For many Northwestern students, papers are often procrastinated, written quickly, handed in and – it is hoped – never thought about again. But Prof. John Bresland has raised the stakes for students in his Reading and Writing Creative Non-Fiction class by requiring them to post their weekly writing assignments on a Web log called “The 208.”
Bresland developed the blog last quarter and named it after the class course number in the English department.
“The blog gives a larger audience to the students’ work,” he said. “Writing has a goal beyond the grade.”
Anyone can read the posts, although only Bresland and the students from this year’s fall and winter non-fiction classes can contribute.
Although students currently enrolled in the class are required to post, almost half of the students from Fall Quarter have continued to participate in the blog, Bresland said.
“As opposed to a Blackboard discussion board, the knowledge that it was open space that anyone in the world could access gave it a greater sense of reality,” said Nick Johnson, who took the class in the fall and has posted once since Fall Quarter.
“It was also a shared space, more so than a discussion board,” the Weinberg senior said. “Having that space made it seem so much more communal. It was our space.”
Students are required to comment on at least two of their classmates’ posts in addition to posting their own work. Bresland said this was intended to develop a sense of community in the class.
“It is personalizing and depersonalizing at the same time,” said Liz Thiers, a Weinberg senior from the Fall Quarter class. “There is a propriety that exists in class, and blogging has a different feel … It created a different dialogue than normally exists in a classroom.”
Bresland said he started the blog to help his students establish the habit of writing regularly and to familiarize students with using the Web as a medium.
“I think it might in some ways be superior to a print form of writing because it is low pressure, and it is in that atmosphere that people produce good writing,” said Alex Bergstrom, a Weinberg sophomore currently taking the class.
The Web’s potential to let writers use photos, video and music clips to supplement their writing allows them additional means of expression, Bresland said.
Another appealing aspect for Bresland is the Internet’s capacity to reach a wide audience for a longer length of time than traditional media outlets.
“Literary magazines might publish 2,000 copies in print and go to 2,000 libraries and no one sees them,” he said. “But being in an online library, work can be archived.

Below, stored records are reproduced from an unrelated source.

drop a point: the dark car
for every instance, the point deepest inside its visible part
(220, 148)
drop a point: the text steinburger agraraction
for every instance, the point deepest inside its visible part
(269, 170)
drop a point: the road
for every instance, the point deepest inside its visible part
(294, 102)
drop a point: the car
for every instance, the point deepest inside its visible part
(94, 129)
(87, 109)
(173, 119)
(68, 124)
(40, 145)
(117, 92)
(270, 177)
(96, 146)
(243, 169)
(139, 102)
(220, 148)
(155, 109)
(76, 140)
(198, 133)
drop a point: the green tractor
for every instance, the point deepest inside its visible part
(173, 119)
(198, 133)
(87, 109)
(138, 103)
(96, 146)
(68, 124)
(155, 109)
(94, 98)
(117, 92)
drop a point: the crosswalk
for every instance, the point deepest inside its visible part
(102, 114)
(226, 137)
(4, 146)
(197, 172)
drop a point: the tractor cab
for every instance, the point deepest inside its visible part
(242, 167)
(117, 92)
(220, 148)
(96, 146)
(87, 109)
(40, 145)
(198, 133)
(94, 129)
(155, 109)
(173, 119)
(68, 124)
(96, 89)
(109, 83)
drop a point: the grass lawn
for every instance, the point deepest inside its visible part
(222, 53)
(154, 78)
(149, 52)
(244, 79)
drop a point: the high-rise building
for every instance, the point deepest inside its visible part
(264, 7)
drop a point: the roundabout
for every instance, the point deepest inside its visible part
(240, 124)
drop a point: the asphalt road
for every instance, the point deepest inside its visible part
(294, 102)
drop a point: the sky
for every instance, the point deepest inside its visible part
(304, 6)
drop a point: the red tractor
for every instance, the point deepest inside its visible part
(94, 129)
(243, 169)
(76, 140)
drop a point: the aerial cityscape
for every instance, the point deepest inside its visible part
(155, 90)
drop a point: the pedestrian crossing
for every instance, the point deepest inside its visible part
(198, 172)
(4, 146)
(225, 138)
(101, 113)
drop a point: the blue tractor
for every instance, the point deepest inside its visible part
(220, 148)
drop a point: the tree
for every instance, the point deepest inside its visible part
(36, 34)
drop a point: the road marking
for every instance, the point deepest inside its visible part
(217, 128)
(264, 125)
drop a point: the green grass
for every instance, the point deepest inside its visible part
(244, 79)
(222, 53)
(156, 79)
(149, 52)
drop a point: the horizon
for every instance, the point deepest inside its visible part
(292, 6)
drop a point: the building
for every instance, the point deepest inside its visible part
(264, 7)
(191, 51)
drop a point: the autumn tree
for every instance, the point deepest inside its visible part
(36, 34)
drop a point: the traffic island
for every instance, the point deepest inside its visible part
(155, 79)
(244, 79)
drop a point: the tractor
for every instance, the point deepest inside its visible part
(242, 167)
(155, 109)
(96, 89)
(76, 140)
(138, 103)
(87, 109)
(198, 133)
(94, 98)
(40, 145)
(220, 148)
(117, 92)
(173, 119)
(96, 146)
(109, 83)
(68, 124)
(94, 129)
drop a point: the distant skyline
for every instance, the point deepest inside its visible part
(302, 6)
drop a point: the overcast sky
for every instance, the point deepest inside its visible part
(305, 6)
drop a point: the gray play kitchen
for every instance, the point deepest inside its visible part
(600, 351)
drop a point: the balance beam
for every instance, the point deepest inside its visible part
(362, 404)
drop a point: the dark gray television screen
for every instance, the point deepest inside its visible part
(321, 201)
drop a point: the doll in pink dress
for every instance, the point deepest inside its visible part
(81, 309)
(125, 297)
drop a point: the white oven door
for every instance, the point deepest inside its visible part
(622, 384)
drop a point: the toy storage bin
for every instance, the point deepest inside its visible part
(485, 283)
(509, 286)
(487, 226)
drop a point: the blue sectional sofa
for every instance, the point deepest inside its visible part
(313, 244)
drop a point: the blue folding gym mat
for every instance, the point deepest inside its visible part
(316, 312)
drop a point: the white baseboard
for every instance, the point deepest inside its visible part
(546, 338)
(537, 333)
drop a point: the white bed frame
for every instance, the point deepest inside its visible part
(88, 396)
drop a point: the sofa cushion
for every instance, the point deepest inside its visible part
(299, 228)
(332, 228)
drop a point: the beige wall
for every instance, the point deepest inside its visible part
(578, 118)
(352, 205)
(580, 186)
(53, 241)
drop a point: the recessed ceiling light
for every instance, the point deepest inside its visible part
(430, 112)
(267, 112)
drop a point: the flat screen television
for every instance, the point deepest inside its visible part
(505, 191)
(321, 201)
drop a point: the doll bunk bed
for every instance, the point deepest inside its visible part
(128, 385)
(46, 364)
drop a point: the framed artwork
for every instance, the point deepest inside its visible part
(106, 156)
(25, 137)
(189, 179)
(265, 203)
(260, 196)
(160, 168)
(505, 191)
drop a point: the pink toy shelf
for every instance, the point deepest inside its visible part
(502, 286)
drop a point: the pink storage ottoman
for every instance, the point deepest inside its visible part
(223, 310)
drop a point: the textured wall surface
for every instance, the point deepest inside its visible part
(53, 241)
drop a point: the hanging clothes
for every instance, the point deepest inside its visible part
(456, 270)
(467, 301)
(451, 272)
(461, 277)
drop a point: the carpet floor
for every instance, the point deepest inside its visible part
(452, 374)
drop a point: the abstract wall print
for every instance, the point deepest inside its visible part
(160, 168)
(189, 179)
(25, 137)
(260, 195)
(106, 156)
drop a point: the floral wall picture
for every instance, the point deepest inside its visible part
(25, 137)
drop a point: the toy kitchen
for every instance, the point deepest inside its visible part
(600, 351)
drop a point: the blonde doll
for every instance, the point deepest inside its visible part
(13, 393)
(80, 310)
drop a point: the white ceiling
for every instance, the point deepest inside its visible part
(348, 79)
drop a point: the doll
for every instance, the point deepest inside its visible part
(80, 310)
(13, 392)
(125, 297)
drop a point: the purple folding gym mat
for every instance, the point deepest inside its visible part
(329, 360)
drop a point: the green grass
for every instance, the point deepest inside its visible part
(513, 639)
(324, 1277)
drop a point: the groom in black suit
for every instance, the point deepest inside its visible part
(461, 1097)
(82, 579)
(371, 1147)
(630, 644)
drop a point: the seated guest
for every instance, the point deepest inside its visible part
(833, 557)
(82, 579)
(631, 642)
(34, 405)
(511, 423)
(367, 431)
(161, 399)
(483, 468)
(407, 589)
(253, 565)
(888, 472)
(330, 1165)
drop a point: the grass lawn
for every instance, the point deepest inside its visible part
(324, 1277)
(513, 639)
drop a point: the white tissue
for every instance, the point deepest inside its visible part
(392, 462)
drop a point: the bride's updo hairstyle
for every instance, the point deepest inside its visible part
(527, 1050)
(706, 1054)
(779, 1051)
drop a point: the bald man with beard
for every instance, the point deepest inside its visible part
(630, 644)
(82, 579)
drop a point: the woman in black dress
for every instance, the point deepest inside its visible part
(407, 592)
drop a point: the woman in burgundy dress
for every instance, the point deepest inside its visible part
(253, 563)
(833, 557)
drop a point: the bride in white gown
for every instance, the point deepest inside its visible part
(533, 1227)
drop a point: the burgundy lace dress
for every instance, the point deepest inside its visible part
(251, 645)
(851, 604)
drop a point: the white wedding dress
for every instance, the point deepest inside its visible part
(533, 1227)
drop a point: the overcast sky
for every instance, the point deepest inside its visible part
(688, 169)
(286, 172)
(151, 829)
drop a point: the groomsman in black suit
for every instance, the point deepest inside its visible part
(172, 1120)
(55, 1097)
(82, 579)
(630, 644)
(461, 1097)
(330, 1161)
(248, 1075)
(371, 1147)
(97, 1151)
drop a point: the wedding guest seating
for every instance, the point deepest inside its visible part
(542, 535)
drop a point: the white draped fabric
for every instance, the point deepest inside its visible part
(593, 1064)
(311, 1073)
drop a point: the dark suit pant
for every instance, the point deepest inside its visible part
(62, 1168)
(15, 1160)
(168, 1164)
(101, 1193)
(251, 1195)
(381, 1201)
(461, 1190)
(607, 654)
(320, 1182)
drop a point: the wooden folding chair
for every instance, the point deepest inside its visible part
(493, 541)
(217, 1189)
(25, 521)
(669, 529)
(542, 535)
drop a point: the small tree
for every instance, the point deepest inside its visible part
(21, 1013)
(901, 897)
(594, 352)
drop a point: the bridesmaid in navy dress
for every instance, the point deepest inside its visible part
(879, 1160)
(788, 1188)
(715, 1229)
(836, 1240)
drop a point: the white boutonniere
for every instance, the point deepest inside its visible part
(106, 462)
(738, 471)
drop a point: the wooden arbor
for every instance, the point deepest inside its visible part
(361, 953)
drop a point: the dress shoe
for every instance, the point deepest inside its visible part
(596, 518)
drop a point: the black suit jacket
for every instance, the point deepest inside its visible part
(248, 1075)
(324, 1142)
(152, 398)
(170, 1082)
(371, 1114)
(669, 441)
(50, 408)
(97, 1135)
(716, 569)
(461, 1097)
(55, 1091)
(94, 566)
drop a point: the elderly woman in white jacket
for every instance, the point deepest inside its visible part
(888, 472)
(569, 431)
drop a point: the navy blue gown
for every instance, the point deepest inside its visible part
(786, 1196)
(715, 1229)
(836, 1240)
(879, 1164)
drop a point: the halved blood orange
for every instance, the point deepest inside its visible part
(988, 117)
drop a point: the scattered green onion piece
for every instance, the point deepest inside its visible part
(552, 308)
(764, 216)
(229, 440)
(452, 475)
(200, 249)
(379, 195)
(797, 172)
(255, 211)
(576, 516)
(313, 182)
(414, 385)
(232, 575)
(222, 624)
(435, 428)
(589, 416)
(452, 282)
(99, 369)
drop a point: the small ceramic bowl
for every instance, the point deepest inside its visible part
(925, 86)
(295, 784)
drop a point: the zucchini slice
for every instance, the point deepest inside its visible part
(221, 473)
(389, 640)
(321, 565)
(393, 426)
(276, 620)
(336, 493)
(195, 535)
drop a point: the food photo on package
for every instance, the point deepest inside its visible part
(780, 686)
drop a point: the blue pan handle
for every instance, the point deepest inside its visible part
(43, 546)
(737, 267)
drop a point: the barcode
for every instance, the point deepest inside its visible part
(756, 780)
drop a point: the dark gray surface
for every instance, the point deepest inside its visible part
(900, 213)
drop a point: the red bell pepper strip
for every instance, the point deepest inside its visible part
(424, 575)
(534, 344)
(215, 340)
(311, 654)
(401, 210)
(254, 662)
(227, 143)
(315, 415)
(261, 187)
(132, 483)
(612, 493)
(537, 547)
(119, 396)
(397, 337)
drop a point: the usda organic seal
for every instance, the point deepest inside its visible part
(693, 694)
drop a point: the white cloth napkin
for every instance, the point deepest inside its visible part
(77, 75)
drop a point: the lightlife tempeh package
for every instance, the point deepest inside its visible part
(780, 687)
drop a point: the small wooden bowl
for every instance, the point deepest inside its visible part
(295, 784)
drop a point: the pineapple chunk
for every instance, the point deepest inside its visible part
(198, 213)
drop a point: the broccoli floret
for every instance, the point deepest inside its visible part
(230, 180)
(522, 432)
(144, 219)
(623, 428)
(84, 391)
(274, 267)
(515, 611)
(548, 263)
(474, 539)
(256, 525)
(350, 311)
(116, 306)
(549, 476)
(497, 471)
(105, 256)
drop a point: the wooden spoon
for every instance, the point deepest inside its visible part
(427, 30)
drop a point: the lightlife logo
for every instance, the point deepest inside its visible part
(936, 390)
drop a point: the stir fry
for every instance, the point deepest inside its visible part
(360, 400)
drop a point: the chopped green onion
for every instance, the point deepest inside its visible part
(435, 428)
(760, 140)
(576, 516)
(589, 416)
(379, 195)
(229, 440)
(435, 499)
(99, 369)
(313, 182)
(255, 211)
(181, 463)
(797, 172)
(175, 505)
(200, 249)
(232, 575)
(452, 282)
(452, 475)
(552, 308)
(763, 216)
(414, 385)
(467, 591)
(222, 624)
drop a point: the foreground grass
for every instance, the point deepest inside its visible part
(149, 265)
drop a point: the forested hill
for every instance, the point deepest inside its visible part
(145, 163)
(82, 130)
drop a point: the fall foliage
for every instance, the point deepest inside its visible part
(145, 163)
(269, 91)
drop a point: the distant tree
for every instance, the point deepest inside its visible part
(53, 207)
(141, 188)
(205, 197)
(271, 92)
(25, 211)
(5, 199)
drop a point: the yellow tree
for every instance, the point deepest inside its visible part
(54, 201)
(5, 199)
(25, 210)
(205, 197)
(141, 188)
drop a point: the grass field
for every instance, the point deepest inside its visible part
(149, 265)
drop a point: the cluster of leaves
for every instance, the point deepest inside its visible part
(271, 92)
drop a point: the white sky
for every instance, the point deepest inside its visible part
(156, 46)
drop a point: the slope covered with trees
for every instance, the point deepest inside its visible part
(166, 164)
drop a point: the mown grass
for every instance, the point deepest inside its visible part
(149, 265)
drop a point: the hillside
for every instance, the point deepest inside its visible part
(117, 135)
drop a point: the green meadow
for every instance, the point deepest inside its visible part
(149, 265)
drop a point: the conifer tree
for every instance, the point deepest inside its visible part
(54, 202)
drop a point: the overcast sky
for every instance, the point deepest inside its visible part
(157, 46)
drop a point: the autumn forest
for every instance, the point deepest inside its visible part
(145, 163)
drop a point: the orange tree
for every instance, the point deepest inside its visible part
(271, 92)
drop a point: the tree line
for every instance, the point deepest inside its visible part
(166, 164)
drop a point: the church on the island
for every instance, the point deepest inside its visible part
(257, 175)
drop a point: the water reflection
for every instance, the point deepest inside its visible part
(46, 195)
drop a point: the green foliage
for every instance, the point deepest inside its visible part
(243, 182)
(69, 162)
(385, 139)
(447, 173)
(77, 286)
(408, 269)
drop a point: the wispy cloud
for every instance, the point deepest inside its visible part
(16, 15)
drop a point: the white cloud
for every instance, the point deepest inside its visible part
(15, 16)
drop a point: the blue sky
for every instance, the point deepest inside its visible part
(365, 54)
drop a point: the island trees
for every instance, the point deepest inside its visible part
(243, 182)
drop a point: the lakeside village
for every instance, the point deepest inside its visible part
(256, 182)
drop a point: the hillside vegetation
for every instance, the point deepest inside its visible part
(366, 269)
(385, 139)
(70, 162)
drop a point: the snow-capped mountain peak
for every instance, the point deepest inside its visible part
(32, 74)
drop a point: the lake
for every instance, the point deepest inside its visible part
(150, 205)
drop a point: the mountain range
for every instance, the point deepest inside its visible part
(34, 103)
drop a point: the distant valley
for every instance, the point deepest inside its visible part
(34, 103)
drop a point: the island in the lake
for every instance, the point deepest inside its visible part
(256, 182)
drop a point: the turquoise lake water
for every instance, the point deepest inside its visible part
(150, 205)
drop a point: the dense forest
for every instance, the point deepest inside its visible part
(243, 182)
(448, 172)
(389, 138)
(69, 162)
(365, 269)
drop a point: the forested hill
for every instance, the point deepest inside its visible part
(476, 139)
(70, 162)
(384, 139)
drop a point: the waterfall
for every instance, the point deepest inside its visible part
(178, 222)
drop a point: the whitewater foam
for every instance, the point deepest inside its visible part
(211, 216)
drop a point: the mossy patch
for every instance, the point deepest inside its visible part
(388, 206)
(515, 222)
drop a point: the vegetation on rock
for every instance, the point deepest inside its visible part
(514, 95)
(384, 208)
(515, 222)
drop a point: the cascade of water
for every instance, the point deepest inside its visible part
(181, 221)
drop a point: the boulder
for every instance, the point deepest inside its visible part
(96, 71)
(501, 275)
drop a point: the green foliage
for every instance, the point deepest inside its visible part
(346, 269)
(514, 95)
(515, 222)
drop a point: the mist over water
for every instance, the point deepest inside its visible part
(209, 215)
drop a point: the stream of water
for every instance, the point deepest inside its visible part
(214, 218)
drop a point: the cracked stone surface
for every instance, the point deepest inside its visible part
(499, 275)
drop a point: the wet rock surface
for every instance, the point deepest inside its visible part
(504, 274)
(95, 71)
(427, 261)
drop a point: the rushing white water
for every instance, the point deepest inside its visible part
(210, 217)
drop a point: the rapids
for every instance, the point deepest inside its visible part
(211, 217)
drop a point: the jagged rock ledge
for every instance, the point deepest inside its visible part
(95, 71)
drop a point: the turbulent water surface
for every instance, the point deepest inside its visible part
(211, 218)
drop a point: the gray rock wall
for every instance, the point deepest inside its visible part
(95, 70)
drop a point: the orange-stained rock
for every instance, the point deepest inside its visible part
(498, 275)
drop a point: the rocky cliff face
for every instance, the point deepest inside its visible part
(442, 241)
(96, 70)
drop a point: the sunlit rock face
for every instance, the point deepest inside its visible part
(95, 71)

Students need to understand that their work can be seen, and it is no longer just a scholastic activity.”
Since blogging is still a relatively new activity for his classes, Bresland said he’s still learning.
“It is a trade-off; if you are asking a student to write an experimental work, how can you ask them to write an experimental work in a place where everyone can see it?” he said. “I haven’t seen why it might be a terrible idea yet, and I haven’t seen why anyone wasn’t doing it five years ago.”